How long has IntelliMetric® been used?

IntelliMetric® has been used to score essays operationally since 1998. There have been many improvements made to the scoring system over the years that have improved its scoring accuracy.

How does the IntelliMetric® artificial intelligence scoring engine work?

IntelliMetric® emulates the process carried out by human scorers. The system must be “trained” with a set of previously scored responses containing “known score” marker papers for each score point. These papers are used as a basis for the system to infer the rubric and the pooled judgments of the human scorers. The IntelliMetric® system “internalizes” the characteristics of the responses associated with each score point and applies this intelligence in subsequent scoring. The approach is consistent with the procedure underlying holistic scoring. IntelliMetric® creates a unique solution for each stimulus or prompt. This is conceptually similar to prompt-specific training for human scorers. For this reason, IntelliMetric® is able to achieve both high correlations with the scores of human readers and matching percentages with scores awarded by humans.

How do we know that IntelliMetric® works?

In order to evaluate whether IntelliMetric® is able to accurately score essays, we put IntelliMetric® to the same tests that we would an expert human rater. After a human rater is trained, he/she is asked to score a set of essays that have previously been scored by experts. The agreement rate between the new scorer and the “known” scores are compared. If the human rater meets the criteria for acceptable agreement, the human is allowed to score new essays. Similarly, after IntelliMetric® is trained, it is asked to score a set of essays that were previously scored by experts. Just as in the human scoring process, we look at the agreement between IntelliMetric® and the expert scores. If IntelliMetric® meets or exceeds the standards for a human rater, IntelliMetric® is able to be put into use to score new essays.

In short, IntelliMetric® is treated much like any expert scorer on the team when evaluating for consistency and accuracy. It must meet or exceed the same high benchmarks of quality that any human expert must meet.

How is IntelliMetric® trained?

Similar to how human raters are trained to score a new prompt, IntelliMetric® is given a training set that includes many essays that were previously scored by experts. IntelliMetric® takes that information and processes it to determine what it means to be an essay deserving of each score point as mandated by the experts. IntelliMetric® establishes a scoring program unique for each training set that best predicts what the experts would score new essays submitted to that same prompt. After the model is created, the IntelliMetric® scores are compared to expert scores on a validation set of essays. These essays have been scored by humans, but are not part of the training process. If IntelliMetric® and the experts agree, the IntelliMetric® model is ready to be put into use to score new essays submitted to that prompt.

How long does it take to train IntelliMetric®?

The actual IntelliMetric® model creation process is fast. It takes considerably more time to create the training set, which requires collecting an appropriate number of essays that are scored by human experts. After the model is created, time is also needed to carefully determine whether the model meets an accepted level of agreement.

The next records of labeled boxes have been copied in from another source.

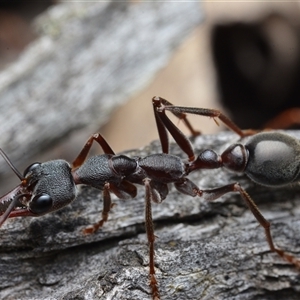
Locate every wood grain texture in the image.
[0,132,300,300]
[0,1,202,169]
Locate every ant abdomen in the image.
[245,132,300,186]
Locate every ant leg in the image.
[197,183,300,268]
[84,180,137,234]
[152,97,199,161]
[72,133,115,169]
[83,183,114,234]
[144,178,160,300]
[264,107,300,129]
[152,97,257,144]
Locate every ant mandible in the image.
[0,97,300,299]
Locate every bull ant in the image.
[0,97,300,299]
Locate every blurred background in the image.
[0,0,300,190]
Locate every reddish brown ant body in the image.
[0,97,300,299]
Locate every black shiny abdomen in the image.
[245,132,300,186]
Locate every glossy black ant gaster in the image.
[0,97,300,299]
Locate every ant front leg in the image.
[72,133,115,170]
[144,178,160,300]
[197,183,300,268]
[152,97,200,161]
[152,97,256,161]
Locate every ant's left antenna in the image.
[0,148,24,181]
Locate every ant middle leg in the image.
[72,133,115,169]
[83,179,137,234]
[83,183,114,234]
[197,183,300,268]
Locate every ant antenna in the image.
[0,148,24,181]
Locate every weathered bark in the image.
[0,132,300,300]
[0,1,202,169]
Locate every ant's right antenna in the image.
[0,148,24,181]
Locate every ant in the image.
[0,97,300,299]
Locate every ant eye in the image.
[29,194,53,215]
[23,162,41,177]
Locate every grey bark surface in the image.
[0,1,202,168]
[0,131,300,300]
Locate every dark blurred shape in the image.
[212,14,300,128]
[0,0,55,68]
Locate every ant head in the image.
[20,160,76,215]
[0,149,76,220]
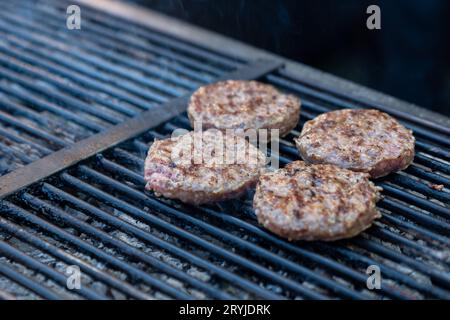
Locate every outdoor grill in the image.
[0,0,450,299]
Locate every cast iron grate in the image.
[0,1,242,175]
[0,1,450,299]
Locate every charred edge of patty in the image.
[253,164,382,241]
[294,136,415,179]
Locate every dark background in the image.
[133,0,450,115]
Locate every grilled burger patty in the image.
[253,161,380,241]
[295,109,415,178]
[188,80,300,136]
[144,130,265,204]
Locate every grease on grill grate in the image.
[0,1,450,299]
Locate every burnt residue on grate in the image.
[0,1,450,299]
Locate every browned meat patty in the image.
[145,130,266,204]
[295,109,415,178]
[253,161,380,241]
[188,80,300,136]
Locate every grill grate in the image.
[0,1,241,174]
[0,1,450,299]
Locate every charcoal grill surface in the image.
[0,0,450,299]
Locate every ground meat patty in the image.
[145,130,265,204]
[253,161,380,241]
[295,109,415,178]
[188,80,300,136]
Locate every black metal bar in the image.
[0,61,281,199]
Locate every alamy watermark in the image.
[366,264,381,290]
[366,4,381,30]
[66,265,81,290]
[66,4,81,30]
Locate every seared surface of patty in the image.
[253,161,380,241]
[145,130,265,204]
[295,109,415,178]
[188,80,300,136]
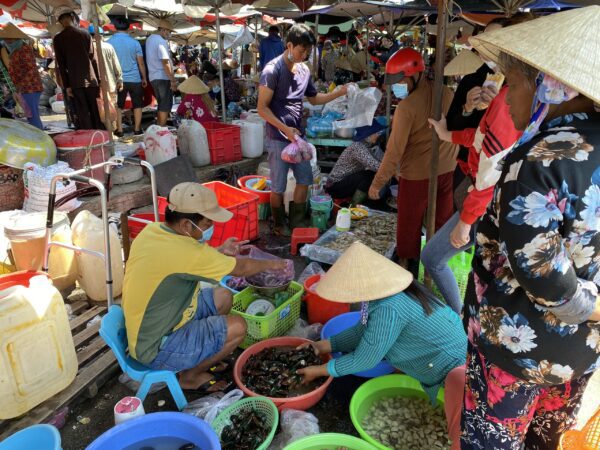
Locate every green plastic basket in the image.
[350,374,444,450]
[419,239,474,299]
[210,397,279,450]
[231,281,304,348]
[283,433,377,450]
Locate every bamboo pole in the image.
[90,0,114,142]
[425,0,448,288]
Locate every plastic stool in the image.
[290,228,319,255]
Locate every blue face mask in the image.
[392,83,408,100]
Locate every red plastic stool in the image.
[290,228,319,255]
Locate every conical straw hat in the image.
[316,242,413,303]
[178,75,210,95]
[0,22,29,39]
[444,50,483,77]
[469,6,600,103]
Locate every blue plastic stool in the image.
[0,425,61,450]
[100,305,187,411]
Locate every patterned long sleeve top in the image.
[327,293,467,402]
[327,142,383,184]
[464,114,600,385]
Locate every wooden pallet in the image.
[0,300,118,441]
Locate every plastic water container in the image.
[4,212,77,290]
[232,120,264,158]
[0,272,77,419]
[177,120,210,167]
[72,211,124,302]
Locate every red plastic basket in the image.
[203,181,258,246]
[202,122,242,165]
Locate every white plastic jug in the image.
[4,212,77,290]
[71,210,124,302]
[232,120,264,158]
[0,274,77,419]
[144,125,177,166]
[177,120,211,167]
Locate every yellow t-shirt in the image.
[122,223,236,364]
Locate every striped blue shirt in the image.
[327,293,467,402]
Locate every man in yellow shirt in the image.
[123,183,285,390]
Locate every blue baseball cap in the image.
[352,119,387,142]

Is IntelliMetric® similar to other automated essay scoring products available?

IntelliMetric® is a unique automated scoring engine. Its leverage of Artificial Intelligence, Natural Language Processing, and its close modeling of the human rating process make it distinctive from other scoring engines. Research has shown that the use of two or more raters provides a more accurate final score than the use of a single rater, and as such, IntelliMetric® was developed to include the equivalent of a panel of raters. Specifically, within IntelliMetric®, there are in essence multiple automated scoring systems at work, each using a different approach to scoring. With the resulting scores from each “judge,” a final IntelliMetric® score is provided.

Another key difference between IntelliMetric® and other solutions is in its inductive approach to learning how to score essays. Since IntelliMetric® is not rule based or driven upon a set list of features, the IntelliMetric® engine is able to score submissions that range from as short as one word all the way through to very long pieces of writing. IntelliMetric® does not require a special solution for short answers compared to long answers or persuasive essays compared to narrative essays. One engine can do it all!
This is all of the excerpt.